6. Discussion and Conclusion

Motivated by “learning by doing”, the Titanic Kaggle challenge was taken here as a small exercise for the classification methodology. The problem is unfolded in small steps, from loading the datasets, exploratory data analysis, missing value handling, feature selection, to model fitting and predicting. Three different classifiers, including random forest, conditional inference forest and support vector machine, were considered, with some parameters tuned by 10-fold cross validation. In this particular case, contional inference tree seems outperform the other two, which nevertheless does not guarantee any further generalization.

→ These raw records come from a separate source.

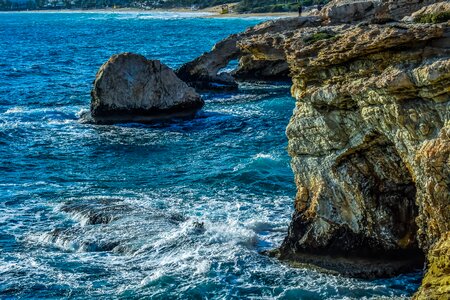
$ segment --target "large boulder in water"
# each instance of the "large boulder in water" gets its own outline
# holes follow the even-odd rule
[[[204,105],[169,67],[133,53],[113,55],[100,68],[91,96],[91,116],[99,124],[188,117]]]

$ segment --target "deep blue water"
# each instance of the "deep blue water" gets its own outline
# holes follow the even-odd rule
[[[204,94],[190,121],[79,122],[112,54],[177,67],[260,21],[0,14],[0,298],[378,299],[415,291],[418,274],[361,281],[258,254],[281,243],[292,213],[289,86]]]

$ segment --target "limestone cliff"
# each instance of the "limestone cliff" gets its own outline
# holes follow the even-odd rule
[[[449,19],[448,1],[335,0],[230,36],[178,71],[202,86],[234,83],[218,72],[236,58],[242,78],[290,73],[297,195],[280,259],[371,278],[426,256],[416,297],[450,297]]]
[[[441,1],[334,0],[319,13],[268,21],[242,33],[230,35],[217,43],[211,51],[181,66],[177,75],[189,85],[207,90],[237,89],[236,80],[288,80],[289,66],[285,52],[277,48],[277,45],[280,40],[290,38],[298,28],[359,21],[399,21],[428,4]],[[437,9],[442,10],[444,7]],[[259,47],[252,47],[256,51],[249,52],[248,47],[245,47],[249,41],[263,43],[259,43]],[[232,73],[222,72],[231,60],[239,60],[238,68]]]
[[[284,45],[298,193],[282,254],[428,251],[450,230],[448,24],[322,30]]]
[[[374,277],[419,267],[425,253],[416,297],[447,299],[450,7],[422,9],[442,20],[408,17],[426,1],[362,2],[354,9],[370,18],[359,24],[337,22],[333,5],[351,1],[335,1],[325,9],[328,25],[238,43],[255,61],[284,57],[293,80],[286,133],[297,196],[278,254]],[[418,23],[428,19],[436,24]]]

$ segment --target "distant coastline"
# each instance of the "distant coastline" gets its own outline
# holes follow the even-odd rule
[[[292,12],[268,12],[268,13],[228,13],[221,14],[215,7],[191,10],[184,8],[174,9],[141,9],[141,8],[96,8],[96,9],[35,9],[35,10],[15,10],[0,11],[0,13],[180,13],[198,15],[200,18],[254,18],[254,17],[293,17]]]

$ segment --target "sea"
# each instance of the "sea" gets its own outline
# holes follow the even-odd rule
[[[203,93],[191,120],[80,120],[111,55],[177,68],[265,20],[0,13],[0,299],[412,296],[420,272],[367,281],[261,254],[293,213],[289,83]]]

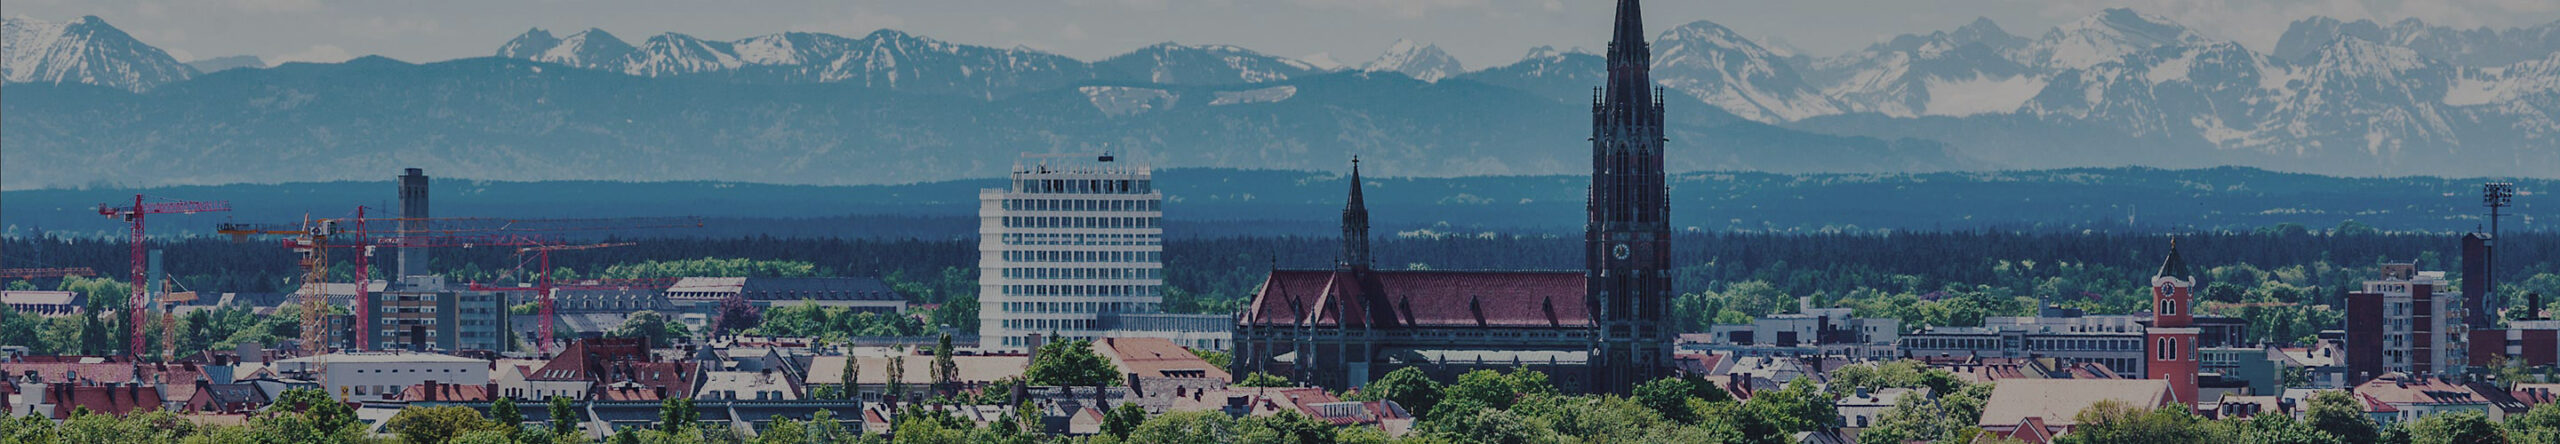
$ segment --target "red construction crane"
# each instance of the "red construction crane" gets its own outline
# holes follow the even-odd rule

Feature selection is one of the key elements in the prediction. Several different combinations, though not presented in the report, were tried, which gave quite different results. Some tutorials in Kaggle forum using different feature spaces improved the ranking in the leaderbord a lot. As to which features are most relevant to the prediction accuracy, it is like a piece of black art but more systematic method for feature selection are desired and should be in the learning list.

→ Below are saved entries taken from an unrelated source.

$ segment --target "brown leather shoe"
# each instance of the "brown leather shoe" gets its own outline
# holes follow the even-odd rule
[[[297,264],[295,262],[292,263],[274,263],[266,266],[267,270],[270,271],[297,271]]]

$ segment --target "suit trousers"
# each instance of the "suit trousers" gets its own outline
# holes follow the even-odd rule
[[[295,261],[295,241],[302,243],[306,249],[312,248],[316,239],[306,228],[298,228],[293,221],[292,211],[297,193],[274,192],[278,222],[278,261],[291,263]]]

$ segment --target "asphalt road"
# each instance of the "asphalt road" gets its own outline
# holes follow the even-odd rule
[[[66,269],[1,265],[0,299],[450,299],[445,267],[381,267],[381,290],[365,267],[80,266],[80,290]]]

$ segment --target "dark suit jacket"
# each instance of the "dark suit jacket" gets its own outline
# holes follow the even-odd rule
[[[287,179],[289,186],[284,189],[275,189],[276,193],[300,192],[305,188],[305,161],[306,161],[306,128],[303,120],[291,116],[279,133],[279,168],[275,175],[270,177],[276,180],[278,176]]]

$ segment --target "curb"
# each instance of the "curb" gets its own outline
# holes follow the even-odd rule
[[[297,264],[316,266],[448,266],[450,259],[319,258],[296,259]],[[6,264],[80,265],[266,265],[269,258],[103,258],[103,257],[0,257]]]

Multicollinearity is mysterious. It is intuitive to remove the redundant features that are highly correlated, such as Title and Sex, or Pclass and Fare. However, including all of them in the classifier considered here improves the prediction accuracy. Nevertherless, in linear models such as logit regression, (multi-)collinearity does influence the prediction, making the standard error of coefficients larger and hence decreasing the power of the hypothesis tests for the coefficients (the probability to reject the null hypothesis).